Луг — это множество различных трав, — вот так, пожалуй, надо подходить к проблеме, — содержащее подмножества культурных и дикорастущих — сорняков; пересечение этих подмножеств составляют травы, что хоть и взошли стихийно, но относятся к культурным и от них неотличимы. В свою очередь подмножества содержат виды, каждый из которых сам подмножество, точнее, множество, включающее два подмножества: растущих на лугу синьора Паломара трав и не растущих там. Ветер, дунув, поднимает в воздух семена, пыльцу, и отношения между множествами путаются...
Мысли Паломара устремляются уже в иное русло: что мы видим: луг или травинку плюс травинку плюс травинку?.. Когда мы говорим, что «видим луг», то речь идет о восприятии наших несовершенных, грубоватых чувств, ведь на самом деле все множества суть совокупности отдельных элементов. Не стоит их считать, не важно их число, а важно, бросив взгляд, суметь увидеть каждое растеньице, его особенности и отличия. Уметь его не только видеть, но и мысленно представить.

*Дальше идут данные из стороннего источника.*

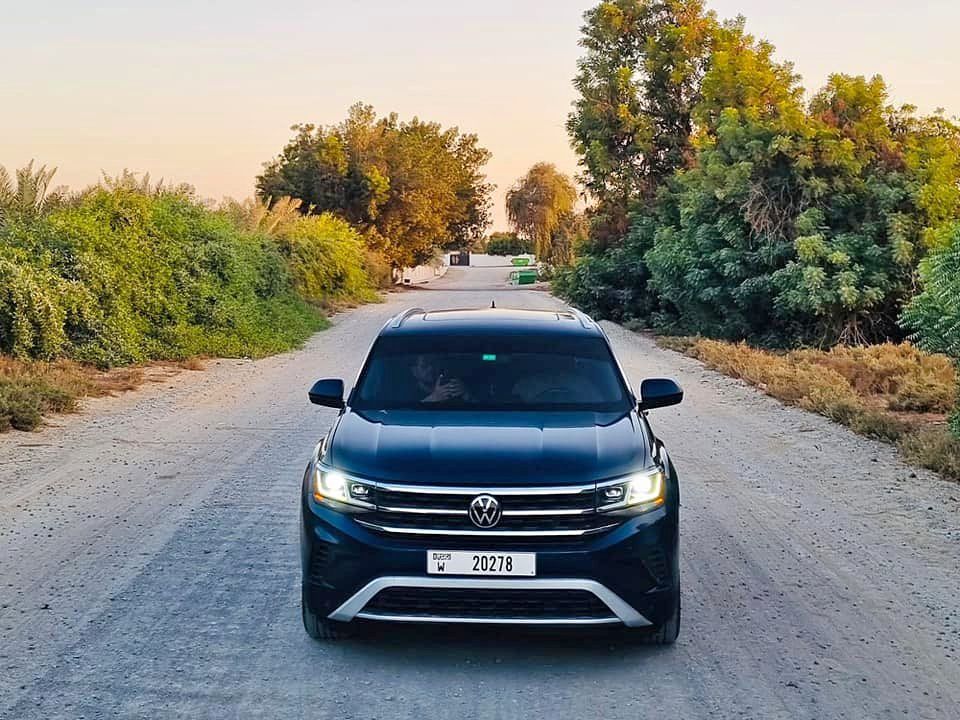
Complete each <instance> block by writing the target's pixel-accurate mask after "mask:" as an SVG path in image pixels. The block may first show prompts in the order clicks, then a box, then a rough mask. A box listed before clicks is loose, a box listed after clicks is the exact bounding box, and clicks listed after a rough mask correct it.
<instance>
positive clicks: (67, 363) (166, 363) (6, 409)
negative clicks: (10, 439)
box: [0, 356, 203, 432]
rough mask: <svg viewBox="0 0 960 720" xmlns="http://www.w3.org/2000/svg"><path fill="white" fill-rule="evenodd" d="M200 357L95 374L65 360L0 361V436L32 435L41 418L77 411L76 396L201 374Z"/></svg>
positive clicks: (91, 394) (3, 359) (91, 367)
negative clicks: (186, 372) (20, 432)
mask: <svg viewBox="0 0 960 720" xmlns="http://www.w3.org/2000/svg"><path fill="white" fill-rule="evenodd" d="M202 369H203V360H202V359H200V358H196V359H190V360H184V361H180V362H177V363H173V364H169V363H166V364H165V363H151V364H150V365H146V366H137V367H124V368H115V369H113V370H98V369H97V368H95V367H93V366H89V365H81V364H79V363H75V362H71V361H69V360H58V361H56V362H39V361H36V360H15V359H13V358H9V357H5V356H0V432H4V431H7V430H10V429H15V430H35V429H36V428H37V427H39V426H40V424H41V423H42V422H43V418H44V416H46V415H49V414H52V413H68V412H74V411H76V409H77V406H78V401H79V399H80V398H81V397H103V396H106V395H116V394H119V393H122V392H126V391H128V390H133V389H134V388H136V387H139V386H140V385H141V384H143V383H144V382H148V381H153V380H163V379H166V378H168V377H170V376H171V375H174V374H176V373H177V372H180V371H181V370H202Z"/></svg>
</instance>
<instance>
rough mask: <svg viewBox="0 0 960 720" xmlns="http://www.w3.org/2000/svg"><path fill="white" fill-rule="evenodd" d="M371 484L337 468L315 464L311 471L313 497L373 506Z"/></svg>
mask: <svg viewBox="0 0 960 720" xmlns="http://www.w3.org/2000/svg"><path fill="white" fill-rule="evenodd" d="M373 487H374V486H373V485H372V484H370V483H365V482H362V481H360V480H355V479H354V478H351V477H349V476H347V475H345V474H343V473H342V472H340V471H339V470H334V469H333V468H328V467H324V466H322V465H317V466H316V469H315V470H314V473H313V499H314V500H316V501H317V502H329V501H331V500H332V501H334V502H338V503H344V504H346V505H356V506H358V507H363V508H373V507H374V502H373Z"/></svg>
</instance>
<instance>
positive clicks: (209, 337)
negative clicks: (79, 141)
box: [0, 164, 388, 384]
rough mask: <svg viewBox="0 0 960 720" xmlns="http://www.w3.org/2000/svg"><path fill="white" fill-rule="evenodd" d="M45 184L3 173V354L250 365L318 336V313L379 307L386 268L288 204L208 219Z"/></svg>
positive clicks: (52, 173) (120, 192) (343, 227)
mask: <svg viewBox="0 0 960 720" xmlns="http://www.w3.org/2000/svg"><path fill="white" fill-rule="evenodd" d="M52 176H53V173H52V171H49V170H47V169H45V168H40V169H39V170H36V169H34V168H33V166H32V164H31V166H28V167H26V168H23V169H22V170H20V171H19V172H18V173H16V177H11V176H10V175H9V174H8V173H6V171H0V352H2V353H5V354H8V355H12V356H14V357H18V358H22V359H27V358H36V359H42V360H53V359H57V358H72V359H75V360H78V361H82V362H89V363H93V364H96V365H98V366H100V367H107V366H113V365H123V364H129V363H136V362H142V361H146V360H152V359H180V358H187V357H191V356H196V355H219V356H234V357H237V356H260V355H266V354H269V353H274V352H279V351H282V350H286V349H288V348H290V347H292V346H295V345H297V344H298V343H300V342H301V341H303V340H304V339H305V338H306V337H307V336H308V335H309V334H311V333H312V332H314V331H315V330H317V329H318V328H320V327H322V325H323V323H324V319H323V315H322V310H323V309H324V308H326V307H330V306H331V305H336V304H338V303H355V302H360V301H368V300H373V299H375V298H376V289H375V285H376V278H377V277H378V273H379V274H380V275H382V273H383V272H384V263H383V261H382V260H378V259H377V258H376V257H375V256H373V255H372V254H371V253H370V252H369V250H368V249H367V248H366V246H365V244H364V243H363V241H362V239H361V238H360V236H359V235H358V234H357V232H356V231H355V230H354V229H353V228H352V227H351V226H350V225H349V224H348V223H346V222H344V221H342V220H340V219H337V218H335V217H332V216H330V215H319V216H311V217H305V216H303V215H301V214H300V212H299V211H298V208H299V202H297V201H290V200H286V201H283V202H282V203H280V204H279V205H277V206H276V207H274V208H272V209H271V208H267V207H266V206H265V205H263V204H261V203H259V202H252V201H249V202H247V203H233V202H230V203H226V204H225V205H224V207H223V208H221V209H211V208H210V207H208V205H207V204H205V203H203V202H201V201H200V200H199V199H198V198H197V197H196V195H195V193H194V192H193V191H192V190H191V189H190V188H188V187H186V186H180V187H168V186H164V185H162V184H158V185H151V183H150V181H149V177H146V178H143V179H139V178H136V177H134V176H133V175H131V174H129V173H125V174H124V175H122V176H120V177H118V178H109V177H105V178H104V180H103V182H101V183H100V184H98V185H96V186H94V187H91V188H88V189H86V190H84V191H81V192H77V193H74V194H70V193H67V192H66V191H63V190H52V189H51V188H50V182H51V179H52ZM378 267H379V270H378ZM386 272H388V270H387V271H386ZM0 384H3V383H0Z"/></svg>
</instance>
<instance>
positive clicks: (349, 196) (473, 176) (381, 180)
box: [257, 104, 492, 268]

Мысленно нарисовать не «луг», а черешок с двумя листками клевера, слегка поникший лист-копье, изящную метелочку...
Паломар отвлекся, не полет больше сорняков, мысли его занимает теперь не луг — вселенная. Он примеряет к ней все то, что думал про лужайку. Вселенная как регулярный, упорядоченный космос или хаотичная пролиферация... Как, может быть, конечный, но неисчислимый мир с подвижными границами, в котором открываются другие миры... Вселенная — множество небесных тел, туманностей, мельчайшей пыли, силовых полей и их пересечений, множество разнообразных множеств...
ПАЛОМАР ГЛЯДИТ НА НЕБО
Дневная луна
Никто не смотрит на луну средь бела дня, когда наш интерес ей нужен больше, так как ее бытие пока еще проблематично. Выглядит она белесой тенью на залитом солнцем ярко-синем небе; где гарантия, что и на этот раз удастся ей предстать в своей обычной форме, засветиться? Луна хрупка, бледна, тонка; с одной лишь стороны стал понемногу обрисовываться четкий серповидный контур, остальное все еще пронизано лазурью.